Conditions and diseases
Irritable bowel syndrome
Symptoms and causes
What is it?
The English-language literature mentions irritable bowel syndrome (IBS). This symptom can be found often at the practice of a gastroenterologist. These are a number of abdominal symptoms that have to do with the peristalsis (propulsion of the intestinal contents by the contractions of the intestinal muscles) of the gastrointestinal system.
Symptoms and complaints
Symptoms can include: abdominal pain during a bowel movement, constipation and/or diarrhoea, gas formation, abdominal swelling, bloating and anal loss of mucus. Weight loss usually does not occur with this condition.
The cause of the disorder is unknown. We do know that the intestinal nervous system and the intestinal hormone system react more sensitively in IBS patients. This hypersensitivity is sometimes caused by a gastrointestinal infection that sometimes persists. Psychological and social factors very often play a triggering and maintaining role.
People who have irritable bowel syndrome do not run a higher risk of developing a malignant bowel disease.
Diagnosis and treatment
Research and diagnosis
Other important conditions can cause the same symptoms as IBS, such as: tumours, inflammatory bowel diseases, parasitic or infectious conditions, lactose intolerance (intolerance to milk products) and other less common conditions. These diseases must be ruled out. There are no studies that prove IBS with certainty. The 'typical story' of the patient and the negative technical tests point in the direction of IBS.
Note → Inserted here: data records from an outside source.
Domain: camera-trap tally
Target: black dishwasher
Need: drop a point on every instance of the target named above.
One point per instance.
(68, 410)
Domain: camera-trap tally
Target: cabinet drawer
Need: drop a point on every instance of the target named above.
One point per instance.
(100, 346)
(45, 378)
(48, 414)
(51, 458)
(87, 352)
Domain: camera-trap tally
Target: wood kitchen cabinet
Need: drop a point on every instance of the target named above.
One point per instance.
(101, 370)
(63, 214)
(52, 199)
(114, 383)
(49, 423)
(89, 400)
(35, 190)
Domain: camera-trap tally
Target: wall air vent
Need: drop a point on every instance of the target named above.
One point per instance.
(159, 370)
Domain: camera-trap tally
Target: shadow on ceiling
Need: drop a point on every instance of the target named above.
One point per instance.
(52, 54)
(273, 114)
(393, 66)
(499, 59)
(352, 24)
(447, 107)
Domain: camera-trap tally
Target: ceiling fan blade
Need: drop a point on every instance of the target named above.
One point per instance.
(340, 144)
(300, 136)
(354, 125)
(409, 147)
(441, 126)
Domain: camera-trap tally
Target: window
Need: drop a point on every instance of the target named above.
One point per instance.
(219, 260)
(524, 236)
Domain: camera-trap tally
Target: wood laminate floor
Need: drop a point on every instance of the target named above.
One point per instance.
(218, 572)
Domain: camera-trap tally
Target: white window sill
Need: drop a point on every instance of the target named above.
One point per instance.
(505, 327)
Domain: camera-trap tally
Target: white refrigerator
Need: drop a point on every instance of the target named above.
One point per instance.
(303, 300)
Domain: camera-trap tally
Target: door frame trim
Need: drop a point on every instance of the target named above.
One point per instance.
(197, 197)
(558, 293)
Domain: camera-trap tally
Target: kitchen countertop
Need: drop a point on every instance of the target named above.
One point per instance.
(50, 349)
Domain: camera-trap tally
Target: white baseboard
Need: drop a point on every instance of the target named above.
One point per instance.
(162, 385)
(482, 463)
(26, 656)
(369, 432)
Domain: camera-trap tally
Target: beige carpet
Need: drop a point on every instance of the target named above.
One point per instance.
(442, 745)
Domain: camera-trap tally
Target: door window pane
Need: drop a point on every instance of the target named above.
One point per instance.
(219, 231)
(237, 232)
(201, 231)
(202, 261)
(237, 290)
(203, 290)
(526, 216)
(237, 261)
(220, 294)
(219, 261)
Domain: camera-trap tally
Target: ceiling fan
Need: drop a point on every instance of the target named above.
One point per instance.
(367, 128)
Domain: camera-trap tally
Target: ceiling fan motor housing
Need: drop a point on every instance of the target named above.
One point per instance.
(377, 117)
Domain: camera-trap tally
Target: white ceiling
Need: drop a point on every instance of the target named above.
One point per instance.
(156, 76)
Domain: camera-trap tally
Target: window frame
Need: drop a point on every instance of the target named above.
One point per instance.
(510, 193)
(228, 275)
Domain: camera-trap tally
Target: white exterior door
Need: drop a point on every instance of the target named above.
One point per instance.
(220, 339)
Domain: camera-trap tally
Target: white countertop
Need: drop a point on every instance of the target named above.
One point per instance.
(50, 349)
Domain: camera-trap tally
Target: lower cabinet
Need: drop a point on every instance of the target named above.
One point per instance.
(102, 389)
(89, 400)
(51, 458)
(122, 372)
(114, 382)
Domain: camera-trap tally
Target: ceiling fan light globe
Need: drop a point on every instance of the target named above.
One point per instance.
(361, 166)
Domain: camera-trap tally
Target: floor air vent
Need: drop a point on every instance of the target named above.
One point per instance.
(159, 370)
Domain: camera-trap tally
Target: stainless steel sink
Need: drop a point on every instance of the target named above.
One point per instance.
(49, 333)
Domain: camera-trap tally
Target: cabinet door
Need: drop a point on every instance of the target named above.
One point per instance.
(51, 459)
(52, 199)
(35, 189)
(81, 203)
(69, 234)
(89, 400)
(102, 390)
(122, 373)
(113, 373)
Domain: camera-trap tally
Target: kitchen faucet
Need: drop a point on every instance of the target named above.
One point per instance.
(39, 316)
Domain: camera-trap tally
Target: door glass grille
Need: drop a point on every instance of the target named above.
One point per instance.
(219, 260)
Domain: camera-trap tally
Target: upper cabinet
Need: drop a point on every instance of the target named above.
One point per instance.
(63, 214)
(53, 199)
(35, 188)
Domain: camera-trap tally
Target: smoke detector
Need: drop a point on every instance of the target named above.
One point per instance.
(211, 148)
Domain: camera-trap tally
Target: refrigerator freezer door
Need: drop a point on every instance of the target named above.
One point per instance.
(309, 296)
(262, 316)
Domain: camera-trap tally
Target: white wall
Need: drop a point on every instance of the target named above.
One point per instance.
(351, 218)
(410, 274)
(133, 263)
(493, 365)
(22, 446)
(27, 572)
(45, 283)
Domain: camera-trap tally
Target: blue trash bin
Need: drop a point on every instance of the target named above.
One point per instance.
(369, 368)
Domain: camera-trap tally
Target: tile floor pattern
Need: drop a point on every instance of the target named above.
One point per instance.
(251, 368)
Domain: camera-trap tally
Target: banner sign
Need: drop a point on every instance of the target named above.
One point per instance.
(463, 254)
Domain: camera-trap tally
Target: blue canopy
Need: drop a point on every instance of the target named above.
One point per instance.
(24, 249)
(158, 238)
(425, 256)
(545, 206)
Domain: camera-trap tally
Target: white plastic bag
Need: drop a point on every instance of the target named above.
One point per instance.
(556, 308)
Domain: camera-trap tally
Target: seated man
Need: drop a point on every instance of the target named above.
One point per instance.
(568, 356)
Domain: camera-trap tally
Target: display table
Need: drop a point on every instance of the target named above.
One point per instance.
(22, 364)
The approach involves determining a correct diagnosis and finding the possible provocative factors together with the patient. Antispasmodics can help treat the symptoms. Finding the psycho-social causes with the help of psychological counselling can also often make the disorder more bearable.
Participation in a clinical study is a way for some patients to access the very latest treatment for irritable bowel syndrome.